Zugleich fordern die CDU-Parlamentarier aber auch mehr zivile Hilfe: "Neben dem Engagement der Bundeswehr und der Polizeikräfte beim Aufbau der Sicherheitskräfte ist natürlich das entwicklungs- und wirtschaftspolitische Engagement ganz entscheidend", so Hardt. Die Unterstützung Deutschlands soll sich aus Unionssicht in erster Linie nach den lokalen Bedürfnissen richten.
Kritik aus der Opposition
Ein sinnvoller Ansatz, sagt Matthias Basedau, Direktor des GIGA-Instituts für Afrika-Studien in Hamburg. "Wichtig ist anzuerkennen, dass die Probleme vor Ort nur von den Regierungen und der Bevölkerung vor Ort gelöst werden können." Doch gerade bei der militärischen Zusammenarbeit warnt er vor einer zu hohen Erwartungshaltung. "Bisher hat es eher ernüchternde Erfahrungen mit der Ertüchtigung der Sicherheitskräfte im Sahel gegeben. Es hat sich gezeigt, dass es sehr schwierig ist, eigentlich sinnvolle Maßnahmen umzusetzen, wenn die Regierungen vor Ort nicht voll mitziehen", so Basedau zur DW.

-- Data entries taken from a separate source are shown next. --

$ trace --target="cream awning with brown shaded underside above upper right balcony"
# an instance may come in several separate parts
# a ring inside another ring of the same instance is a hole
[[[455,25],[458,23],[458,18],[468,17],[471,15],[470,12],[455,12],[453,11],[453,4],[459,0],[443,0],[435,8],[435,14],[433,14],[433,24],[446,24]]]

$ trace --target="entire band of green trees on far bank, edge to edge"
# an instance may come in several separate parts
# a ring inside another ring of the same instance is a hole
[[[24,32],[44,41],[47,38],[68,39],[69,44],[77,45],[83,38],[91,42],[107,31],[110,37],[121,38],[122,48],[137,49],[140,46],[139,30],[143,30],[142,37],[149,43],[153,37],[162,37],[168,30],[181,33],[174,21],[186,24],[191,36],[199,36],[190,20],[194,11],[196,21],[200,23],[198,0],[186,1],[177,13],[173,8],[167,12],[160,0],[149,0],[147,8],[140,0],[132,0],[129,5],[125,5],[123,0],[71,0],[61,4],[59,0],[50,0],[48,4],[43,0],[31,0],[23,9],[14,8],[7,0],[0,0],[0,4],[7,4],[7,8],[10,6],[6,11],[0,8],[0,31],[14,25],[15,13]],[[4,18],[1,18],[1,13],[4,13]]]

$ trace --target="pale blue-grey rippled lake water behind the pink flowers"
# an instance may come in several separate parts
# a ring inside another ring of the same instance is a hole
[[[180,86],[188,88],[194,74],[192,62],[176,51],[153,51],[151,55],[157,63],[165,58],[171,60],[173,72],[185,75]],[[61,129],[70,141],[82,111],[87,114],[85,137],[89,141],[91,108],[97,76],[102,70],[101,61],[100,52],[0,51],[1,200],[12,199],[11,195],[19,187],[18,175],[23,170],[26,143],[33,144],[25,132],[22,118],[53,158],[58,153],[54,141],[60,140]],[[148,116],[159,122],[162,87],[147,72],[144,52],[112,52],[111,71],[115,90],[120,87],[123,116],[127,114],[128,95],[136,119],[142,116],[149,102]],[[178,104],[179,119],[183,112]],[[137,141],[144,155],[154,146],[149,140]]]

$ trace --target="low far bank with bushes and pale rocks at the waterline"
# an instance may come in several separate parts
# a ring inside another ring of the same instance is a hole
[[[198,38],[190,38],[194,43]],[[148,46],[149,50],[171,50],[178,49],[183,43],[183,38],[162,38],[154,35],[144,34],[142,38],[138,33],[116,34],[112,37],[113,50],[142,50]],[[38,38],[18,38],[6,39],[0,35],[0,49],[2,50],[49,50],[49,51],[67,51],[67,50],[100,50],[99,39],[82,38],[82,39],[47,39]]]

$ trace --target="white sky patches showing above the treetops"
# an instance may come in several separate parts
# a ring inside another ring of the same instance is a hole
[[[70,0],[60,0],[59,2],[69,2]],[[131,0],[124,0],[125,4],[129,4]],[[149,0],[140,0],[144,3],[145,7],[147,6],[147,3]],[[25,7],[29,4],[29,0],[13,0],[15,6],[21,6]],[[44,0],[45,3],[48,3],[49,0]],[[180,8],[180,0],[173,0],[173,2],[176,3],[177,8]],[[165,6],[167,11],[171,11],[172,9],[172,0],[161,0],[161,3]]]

Teile der Opposition sehen das militärische Engagement aus anderen Gründen kritisch: "Die Ausbildungsmissionen dienen dazu, in fragilen demokratischen Staaten die Armee auszubilden, um die Demokratie zu stabilisieren. Wenn man das ausweiten will, hat man es plötzlich auch mit autoritären Regierungen und einer Diktatur im Tschad zu tun. Das halte ich für einen schwerwiegenden Fehler", sagt der grüne Außenpolitiker Frithjof Schmidt der DW.
Kampfeinsätze vorerst vom Tisch
Ursprünglich hatte Verteidigungsminister Annegret Kramp-Karrenbauer (CDU) sogar einen weitaus robusteren Militäreinsatz ins Spiel gebracht. Sie schlug vor, dass sich deutsche Soldaten auch an französischen Kampfeinsätzen gegen militante Extremisten beteiligen sollten. Ein riskantes Unterfangen, auch weil ein gefährlicher Einsatz in der deutschen Öffentlichkeit extrem unpopulär wäre. Der Vorschlag scheint vom Tisch: Im CDU-Konzept ist nur noch vom Einsatz zusätzlicher Drohnen und Technik zur medizinischen Evakuierung die Rede.
Der FDP-Entwicklungspolitiker Christoph Hoffmann hält das deutsche Engagement nach wie vor zu gering: "Die Bundesregierung hat sich bisher nur durch halbherziges Engagement ausgezeichnet", kritisiert Hoffmann gegenüber der DW. Auch im zivilen Bereich: "Die Region braucht Investment in Jobs. Investments von deutschen Firmen können aber nur kommen, wenn die Bedingungen stimmen". Dazu müsse die Bundesregierung aber die Risikoabsicherungen für deutsche Investitionen vor Ort verbessern.